1935年愛知県岡崎市生まれ。鍛冶屋の息子として育ちながら、中学卒業後には別の工場へ就職。旋盤工見習いとして住み込みで働き、日々仕事に明け暮れる。56歳の時に、仕事中の事故で利き手の指をすべて失い、使いやすい機能的な自助具を慣れない左手で作り始める。シンプルで壊れにくく、工夫が凝らしてある自助具が話題となり、「三河のエジソン」として有名になる。

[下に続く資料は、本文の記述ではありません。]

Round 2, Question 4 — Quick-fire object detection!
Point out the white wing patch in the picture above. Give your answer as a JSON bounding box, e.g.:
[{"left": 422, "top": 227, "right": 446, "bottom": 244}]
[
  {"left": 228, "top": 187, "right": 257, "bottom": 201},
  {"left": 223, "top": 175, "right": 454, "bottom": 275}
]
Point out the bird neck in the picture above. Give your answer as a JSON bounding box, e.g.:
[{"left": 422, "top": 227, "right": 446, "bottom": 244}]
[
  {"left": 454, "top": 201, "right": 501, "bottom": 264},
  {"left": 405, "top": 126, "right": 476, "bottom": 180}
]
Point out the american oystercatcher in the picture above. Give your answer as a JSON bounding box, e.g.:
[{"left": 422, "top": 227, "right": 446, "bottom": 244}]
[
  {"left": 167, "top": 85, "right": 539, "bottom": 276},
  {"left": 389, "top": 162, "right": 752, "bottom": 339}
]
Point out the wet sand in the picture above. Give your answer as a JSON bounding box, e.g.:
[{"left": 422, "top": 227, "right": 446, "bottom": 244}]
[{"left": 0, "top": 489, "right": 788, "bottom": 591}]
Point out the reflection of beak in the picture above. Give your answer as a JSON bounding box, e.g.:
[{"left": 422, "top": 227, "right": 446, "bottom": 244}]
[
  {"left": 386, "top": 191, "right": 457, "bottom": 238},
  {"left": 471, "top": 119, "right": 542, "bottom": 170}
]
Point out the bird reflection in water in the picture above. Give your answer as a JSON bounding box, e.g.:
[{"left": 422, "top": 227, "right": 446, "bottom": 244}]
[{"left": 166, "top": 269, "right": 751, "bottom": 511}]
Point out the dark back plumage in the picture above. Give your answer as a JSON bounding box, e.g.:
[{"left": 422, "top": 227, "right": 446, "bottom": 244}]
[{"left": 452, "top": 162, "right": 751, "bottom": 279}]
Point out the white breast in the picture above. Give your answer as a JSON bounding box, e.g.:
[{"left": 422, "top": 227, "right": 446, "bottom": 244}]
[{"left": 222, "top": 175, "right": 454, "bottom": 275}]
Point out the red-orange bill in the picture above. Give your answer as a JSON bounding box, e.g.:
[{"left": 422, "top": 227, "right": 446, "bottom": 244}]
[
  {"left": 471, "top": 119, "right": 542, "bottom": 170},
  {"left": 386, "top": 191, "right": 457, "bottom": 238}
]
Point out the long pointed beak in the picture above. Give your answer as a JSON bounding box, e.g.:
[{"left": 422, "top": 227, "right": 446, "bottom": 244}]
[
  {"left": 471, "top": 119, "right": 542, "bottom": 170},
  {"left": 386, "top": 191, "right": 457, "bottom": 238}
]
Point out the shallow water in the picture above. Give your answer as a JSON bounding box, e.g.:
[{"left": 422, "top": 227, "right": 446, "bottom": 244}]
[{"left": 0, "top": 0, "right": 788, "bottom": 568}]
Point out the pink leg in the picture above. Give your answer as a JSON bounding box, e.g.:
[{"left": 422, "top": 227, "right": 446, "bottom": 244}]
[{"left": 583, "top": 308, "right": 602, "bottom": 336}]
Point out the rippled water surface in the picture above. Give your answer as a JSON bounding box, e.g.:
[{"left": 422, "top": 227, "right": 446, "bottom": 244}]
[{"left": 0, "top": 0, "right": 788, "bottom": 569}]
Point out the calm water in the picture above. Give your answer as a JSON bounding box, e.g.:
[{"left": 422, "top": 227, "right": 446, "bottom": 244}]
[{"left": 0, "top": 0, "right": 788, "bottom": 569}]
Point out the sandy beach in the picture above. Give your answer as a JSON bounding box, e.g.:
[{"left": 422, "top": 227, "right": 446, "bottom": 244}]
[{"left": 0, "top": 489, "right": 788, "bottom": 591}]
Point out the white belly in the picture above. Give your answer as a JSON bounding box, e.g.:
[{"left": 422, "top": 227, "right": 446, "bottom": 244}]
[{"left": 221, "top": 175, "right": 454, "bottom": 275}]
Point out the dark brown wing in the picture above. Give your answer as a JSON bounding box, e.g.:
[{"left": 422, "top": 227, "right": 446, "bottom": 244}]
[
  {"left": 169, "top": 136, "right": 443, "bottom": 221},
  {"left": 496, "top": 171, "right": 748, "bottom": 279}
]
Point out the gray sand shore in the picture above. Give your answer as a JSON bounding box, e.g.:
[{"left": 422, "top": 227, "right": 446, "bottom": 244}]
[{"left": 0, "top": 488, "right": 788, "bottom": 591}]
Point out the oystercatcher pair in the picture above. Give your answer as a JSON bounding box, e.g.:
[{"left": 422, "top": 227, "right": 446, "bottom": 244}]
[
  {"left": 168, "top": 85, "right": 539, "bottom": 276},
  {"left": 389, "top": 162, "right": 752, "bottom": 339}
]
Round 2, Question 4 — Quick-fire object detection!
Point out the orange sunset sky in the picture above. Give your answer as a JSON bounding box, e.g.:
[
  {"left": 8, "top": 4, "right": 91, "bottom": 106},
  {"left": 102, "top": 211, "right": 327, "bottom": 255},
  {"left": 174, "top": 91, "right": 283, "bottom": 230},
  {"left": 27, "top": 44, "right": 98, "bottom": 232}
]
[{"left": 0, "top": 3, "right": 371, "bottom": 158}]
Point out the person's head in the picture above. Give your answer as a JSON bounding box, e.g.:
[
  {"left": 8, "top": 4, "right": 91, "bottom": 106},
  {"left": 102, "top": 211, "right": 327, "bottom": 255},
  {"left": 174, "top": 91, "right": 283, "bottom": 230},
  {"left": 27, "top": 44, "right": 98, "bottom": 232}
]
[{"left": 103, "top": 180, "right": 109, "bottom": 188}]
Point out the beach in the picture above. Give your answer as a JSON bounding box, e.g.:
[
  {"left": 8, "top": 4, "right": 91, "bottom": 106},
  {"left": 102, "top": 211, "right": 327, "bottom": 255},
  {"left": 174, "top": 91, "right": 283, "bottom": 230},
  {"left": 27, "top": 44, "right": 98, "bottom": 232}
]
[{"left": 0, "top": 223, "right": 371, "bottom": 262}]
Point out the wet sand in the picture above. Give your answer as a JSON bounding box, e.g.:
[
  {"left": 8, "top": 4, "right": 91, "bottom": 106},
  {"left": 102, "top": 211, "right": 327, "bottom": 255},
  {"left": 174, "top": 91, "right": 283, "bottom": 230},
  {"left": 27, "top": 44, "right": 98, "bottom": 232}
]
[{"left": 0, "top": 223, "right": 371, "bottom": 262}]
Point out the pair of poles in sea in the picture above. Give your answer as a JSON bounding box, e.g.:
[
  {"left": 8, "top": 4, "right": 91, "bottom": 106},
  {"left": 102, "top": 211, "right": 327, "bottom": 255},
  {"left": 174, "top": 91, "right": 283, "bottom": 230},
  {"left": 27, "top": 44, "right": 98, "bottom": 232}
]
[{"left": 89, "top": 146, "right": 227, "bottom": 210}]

遠方から自助具を作ってもらうために訪れる人もいるほどの人気。

▼0歳
農具を作っている鍛冶屋の息子として生まれる
▼16歳
中学卒業後、旋盤工見習いとなり就職
▼20歳
旋盤や溶接などの技術が生かせる工場に転職
▼56歳
機械工として働いていたが、作業中の事故で利き手であった右手の指5本を失う
▼現在
福祉工房あいちにて、障害を持つ人のために自助具・補助具を製作している

■インタビューの感想

浅野彰之くん
東海高校1年

加藤さんが取材の中で何度も何度も言っていた言葉「人生に定年はない」僕はこの言葉に関心を持ちました。自分も含め人間は誰もが60才になると定年を経験する。そこで一般の人は仕事を止めてしまうのだが加藤さんは人生の分岐点である定年を第二の人生の始点としてそこから数えきれない程多くの発明をなさっているのは本当に驚くべきことであり見習わなければならない事である。日本ではこのような人々が増えていけばもっとレベルの高い国になると思う。自分もこの経験を大いにいかしこれから目標に向かって進んでいきたい。